Her yeni tutuklamayla birlikte cezaevindeki gazeteci sayısı artarken, dışarıdaki milyonların Türkiye’si daha büyük bir “ifade özgürlüğü hapishanesi”ne dönüşüyor.
Cezaevine konularak aramızdan eksiltilen her gazeteci, milyonların zihnine vurulmuş yeni bir kilittir.
Şu veya bu biçimde yok edilen her gazeteci...
Baskı karşısında ailesini, okul çağındaki çocuğunu düşünüp sinen ve susan.
Sahip olduğu ayrıcalıkları gazetecilikten daha çok sevdiği için, iktidarın tehdidi altında kalınca tercihini ayrıcalıklarından yana yaparak gazetecilikten vazgeçen.

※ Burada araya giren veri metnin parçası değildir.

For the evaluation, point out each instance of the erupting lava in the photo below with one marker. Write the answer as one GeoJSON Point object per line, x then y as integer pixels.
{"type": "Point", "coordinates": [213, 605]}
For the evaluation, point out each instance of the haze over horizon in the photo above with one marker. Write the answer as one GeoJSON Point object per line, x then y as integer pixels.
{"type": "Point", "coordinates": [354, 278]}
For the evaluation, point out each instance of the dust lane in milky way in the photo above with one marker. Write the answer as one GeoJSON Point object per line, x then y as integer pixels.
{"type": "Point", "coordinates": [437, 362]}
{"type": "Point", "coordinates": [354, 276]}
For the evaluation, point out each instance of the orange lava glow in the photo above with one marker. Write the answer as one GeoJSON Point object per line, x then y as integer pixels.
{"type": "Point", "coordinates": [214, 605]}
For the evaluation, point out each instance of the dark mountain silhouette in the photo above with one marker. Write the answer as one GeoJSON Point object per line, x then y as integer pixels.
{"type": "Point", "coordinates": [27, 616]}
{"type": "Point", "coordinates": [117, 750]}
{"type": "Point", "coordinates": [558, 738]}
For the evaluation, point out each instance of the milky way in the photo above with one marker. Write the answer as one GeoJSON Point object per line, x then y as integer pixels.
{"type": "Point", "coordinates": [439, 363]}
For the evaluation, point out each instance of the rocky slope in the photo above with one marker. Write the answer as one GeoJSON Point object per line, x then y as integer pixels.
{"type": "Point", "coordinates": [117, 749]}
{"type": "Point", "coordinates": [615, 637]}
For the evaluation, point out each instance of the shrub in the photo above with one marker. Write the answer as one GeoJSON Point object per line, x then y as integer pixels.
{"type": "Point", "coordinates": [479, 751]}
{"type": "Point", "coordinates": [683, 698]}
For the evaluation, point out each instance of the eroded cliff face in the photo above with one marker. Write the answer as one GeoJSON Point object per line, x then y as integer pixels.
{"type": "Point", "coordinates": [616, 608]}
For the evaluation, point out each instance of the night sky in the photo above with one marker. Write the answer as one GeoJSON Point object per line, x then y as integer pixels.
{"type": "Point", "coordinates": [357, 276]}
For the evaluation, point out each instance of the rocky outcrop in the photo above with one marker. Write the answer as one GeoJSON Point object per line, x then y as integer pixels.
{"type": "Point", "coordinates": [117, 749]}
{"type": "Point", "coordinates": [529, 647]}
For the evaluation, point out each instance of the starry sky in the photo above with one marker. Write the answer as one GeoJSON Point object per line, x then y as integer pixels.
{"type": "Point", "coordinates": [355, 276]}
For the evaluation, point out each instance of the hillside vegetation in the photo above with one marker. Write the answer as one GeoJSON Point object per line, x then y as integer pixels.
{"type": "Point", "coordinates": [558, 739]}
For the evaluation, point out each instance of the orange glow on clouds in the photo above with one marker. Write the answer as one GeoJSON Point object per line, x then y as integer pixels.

Kıt kanaat geçinerek gazetecilik yapmak ya da yaratıcı, yenilikçi çözümler geliştirmek gibi bir imkânı varken, zalimin safına iltihak eden.
Muktedirden rüşvet alıp aklını kiraya veren.
Veya bunların hiçbirine razı olmayınca zamanın güçlüleri tarafından işinden kovdurulan.
Cezaevine düşmemek için gönüllü sürgün yollarına düşen her gazeteci...
Ve hatta öldürülen.
Ölü ya da diri, ahlaklı ya da ahlaksız, hapiste ya da dışarıda, mesleğini yapamaz, başka bir ifadeyle, bilgisini ve özgün perspektifini okuruyla paylaşamaz hale getirilen her yeni gazeteciyle birlikte, Türkiye daha büyük bir “bakış açısı mezarlığı” haline getiriliyor.
Gazetecilik öldürülmüş ve Türkiye bir “basın özgürlüğü çölü”ne dönüştürülmüştür.
Bugün bu sapsarı, kupkuru çölde, mesleğini yapabilenlerin yaşadığı birkaç vaha kalmıştır.
Türkiye’de gazeteciliğin en büyük, en yeşil vahası Cumhuriyet’tir.
Kökü sağlam ve derindedir.
Çölleşmiş toprak muhtaç olduğu suya kavuşunca gazetecilik mesleğinin yeniden yeşerip dal budak saracağı vaha, Cumhuriyet’tir.